The Californian country side is genuinely what you may call paradise on Earth, and no one will disagree with you. In between building-high sequoias, RV’s, tents, and a constant flow of tourists armed with trainers, caps and BBQs there is an infinite number of dreamy rivers, cascades, waterfalls and breathtaking cliffs.
The air is fresh, the people are friendly and even the lack of a proper shower is nothing compared to dipping into ice-cold water. Needless to say we didn’t shower for three days, but we managed to attempt swimming.
For me, visiting the Sequoia National Park became less about these magnificent trees and more about connecting with wise mother nature.
This is where the descriptive part of this blog ends, and the personal, emotional, slightly sociological rant begins. You are welcome to scroll down to the bottom to see the pictures.
I have had this entry on hold for many months. I wrote it and rewrote it, I went back to the pictures to edit them and reedit them, trying to create something I still can’t quite comprehend. However, as I walked back home tonight with the London winter wind cutting my cheeks I realised it was because I have been afraid. I think I still am afraid. I realised that the pictures you will see below were the product of exhaustion, of fear of the unknown, of fear of not being able to stay strong and drive Clara safely. I was afraid things back home were not going to be the same. I was afraid of the change that was about to happen, and although I couldn’t yet know about it, manifested itself through invisible bears.
When you love someone (and when I say love I mean this gut clenching feeling for someone) and you lose them, your world falls apart. What makes it worse, is that you can foresee it. It is a little bit like watching the storm grow in the distance, like feeling the wind before the hurricane. When the storm gets you everything around you disappears.

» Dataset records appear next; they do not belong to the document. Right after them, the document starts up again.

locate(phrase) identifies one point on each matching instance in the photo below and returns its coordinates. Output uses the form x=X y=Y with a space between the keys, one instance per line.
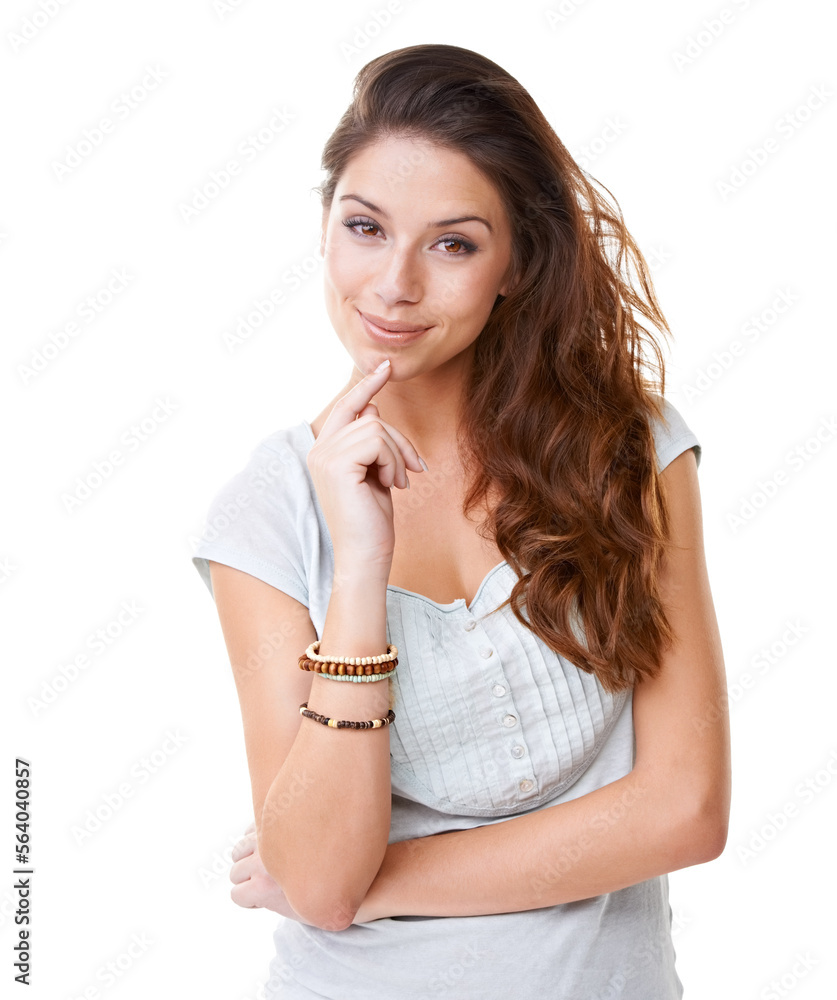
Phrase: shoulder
x=276 y=467
x=672 y=435
x=263 y=520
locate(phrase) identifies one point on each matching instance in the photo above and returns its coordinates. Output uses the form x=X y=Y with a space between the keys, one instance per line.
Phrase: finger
x=347 y=408
x=244 y=869
x=242 y=895
x=407 y=452
x=244 y=847
x=377 y=447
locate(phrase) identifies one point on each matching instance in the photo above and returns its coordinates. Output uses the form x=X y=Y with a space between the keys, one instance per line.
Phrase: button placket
x=526 y=786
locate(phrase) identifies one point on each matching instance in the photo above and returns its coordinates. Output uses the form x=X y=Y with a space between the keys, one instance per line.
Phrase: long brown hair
x=555 y=420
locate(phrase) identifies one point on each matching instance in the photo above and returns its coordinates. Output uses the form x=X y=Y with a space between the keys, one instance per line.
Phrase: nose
x=399 y=277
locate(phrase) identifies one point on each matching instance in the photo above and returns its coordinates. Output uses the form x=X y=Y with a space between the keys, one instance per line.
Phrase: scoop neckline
x=460 y=602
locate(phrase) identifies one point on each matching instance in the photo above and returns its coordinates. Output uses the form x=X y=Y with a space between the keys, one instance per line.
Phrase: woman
x=559 y=740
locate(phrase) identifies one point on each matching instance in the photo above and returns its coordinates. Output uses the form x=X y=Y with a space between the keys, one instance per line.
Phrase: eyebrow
x=431 y=225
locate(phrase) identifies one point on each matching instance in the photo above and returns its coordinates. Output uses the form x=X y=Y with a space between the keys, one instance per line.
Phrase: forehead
x=398 y=171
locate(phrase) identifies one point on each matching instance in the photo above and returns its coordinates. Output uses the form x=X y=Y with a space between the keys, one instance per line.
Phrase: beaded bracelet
x=346 y=723
x=313 y=654
x=334 y=667
x=362 y=679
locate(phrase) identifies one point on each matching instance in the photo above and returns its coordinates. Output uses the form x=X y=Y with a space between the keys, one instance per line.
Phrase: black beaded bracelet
x=346 y=723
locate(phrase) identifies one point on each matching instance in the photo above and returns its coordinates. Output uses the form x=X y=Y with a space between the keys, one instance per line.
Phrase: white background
x=688 y=116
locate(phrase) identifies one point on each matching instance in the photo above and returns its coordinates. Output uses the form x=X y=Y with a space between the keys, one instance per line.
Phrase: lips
x=391 y=325
x=394 y=332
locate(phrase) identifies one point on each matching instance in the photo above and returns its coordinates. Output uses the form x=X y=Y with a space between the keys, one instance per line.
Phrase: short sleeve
x=672 y=436
x=259 y=520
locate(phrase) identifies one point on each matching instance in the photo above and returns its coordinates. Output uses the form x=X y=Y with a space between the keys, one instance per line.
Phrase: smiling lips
x=390 y=331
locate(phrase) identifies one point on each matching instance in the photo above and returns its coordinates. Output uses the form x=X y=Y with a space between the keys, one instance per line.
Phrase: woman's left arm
x=671 y=811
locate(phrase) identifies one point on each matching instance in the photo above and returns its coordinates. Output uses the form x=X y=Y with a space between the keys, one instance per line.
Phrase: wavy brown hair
x=555 y=415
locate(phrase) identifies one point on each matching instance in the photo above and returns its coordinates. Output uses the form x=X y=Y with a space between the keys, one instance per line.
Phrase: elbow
x=315 y=904
x=702 y=831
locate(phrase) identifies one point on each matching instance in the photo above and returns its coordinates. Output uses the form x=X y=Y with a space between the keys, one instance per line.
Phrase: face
x=416 y=237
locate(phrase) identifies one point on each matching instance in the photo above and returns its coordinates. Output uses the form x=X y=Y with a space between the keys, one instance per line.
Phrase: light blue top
x=490 y=724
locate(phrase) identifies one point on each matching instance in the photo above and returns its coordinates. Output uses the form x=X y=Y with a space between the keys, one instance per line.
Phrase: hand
x=254 y=887
x=354 y=463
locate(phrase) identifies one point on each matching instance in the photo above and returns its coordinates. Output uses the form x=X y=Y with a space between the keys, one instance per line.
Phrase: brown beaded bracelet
x=346 y=723
x=338 y=667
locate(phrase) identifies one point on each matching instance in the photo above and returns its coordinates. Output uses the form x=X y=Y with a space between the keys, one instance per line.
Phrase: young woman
x=547 y=735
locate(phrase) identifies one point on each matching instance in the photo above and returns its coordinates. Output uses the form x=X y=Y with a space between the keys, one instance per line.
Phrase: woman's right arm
x=322 y=796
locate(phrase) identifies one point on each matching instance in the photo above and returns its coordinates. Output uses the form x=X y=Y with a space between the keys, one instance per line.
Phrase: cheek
x=467 y=298
x=344 y=271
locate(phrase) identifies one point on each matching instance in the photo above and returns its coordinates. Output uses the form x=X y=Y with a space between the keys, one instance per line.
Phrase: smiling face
x=418 y=240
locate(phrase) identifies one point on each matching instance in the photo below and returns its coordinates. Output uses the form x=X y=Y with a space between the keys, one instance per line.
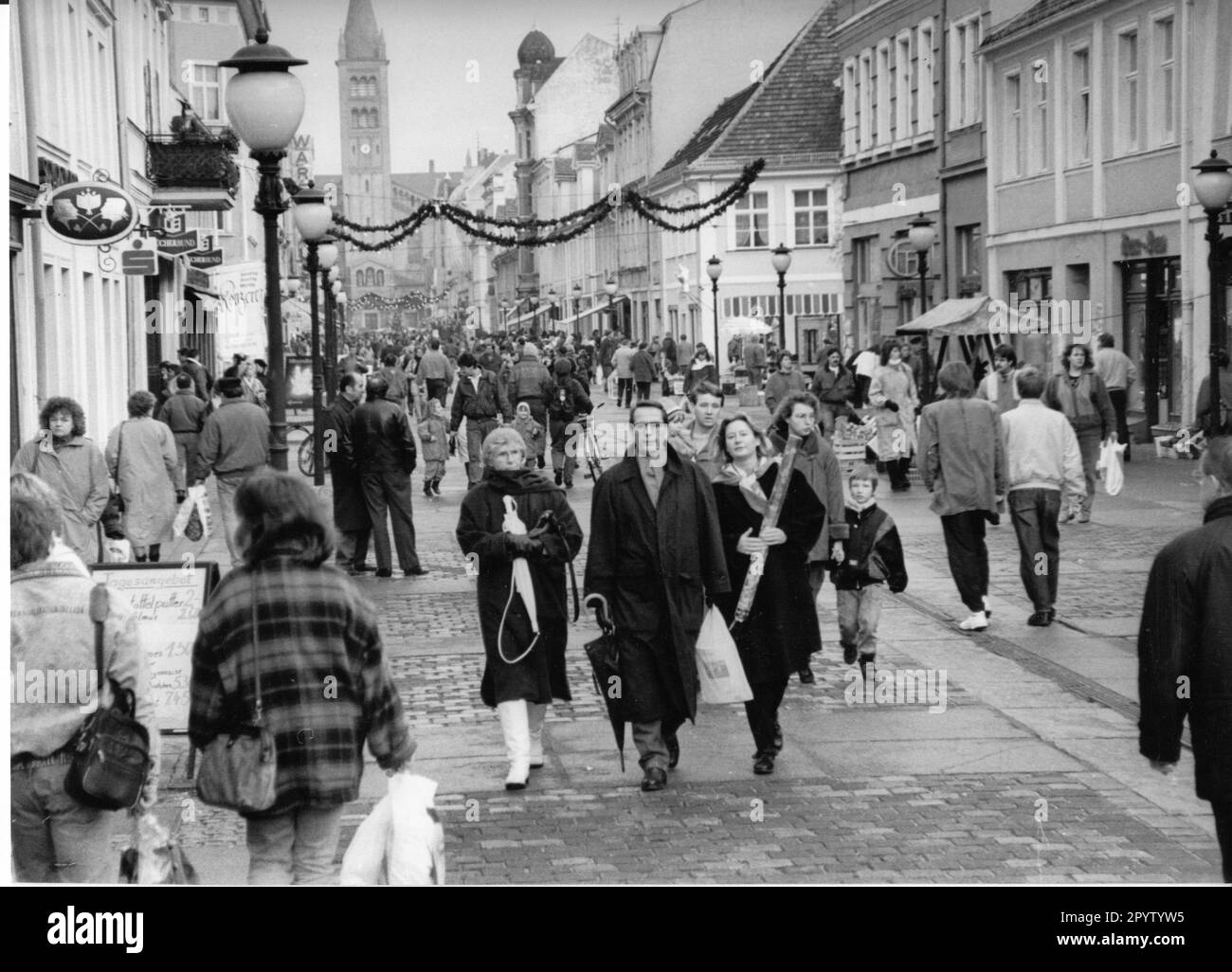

Maybe you don’t want to see it, or the rain drops are blinding you, but nonetheless you are alone. I guess this is what most break ups are like. Or maybe it’s just me.
I wish I could have understood what our visit to the Sequoia National Park really meant for me then. Maybe I wouldn’t have been so irritable, maybe I would’ve decided to stay there for longer. Maybe I would have stopped caring and I could have prepared for the storm.
I can’t go back to that moment now, but I can see that there is beauty even at times when you feel like nothing can save you from the hurricane. And one day, when you try to fight it back, you’ll realise the hurricane was nothing but a tiny August storm: it made a lot of noise, it was scary, but it didn’t make any real difference to your life.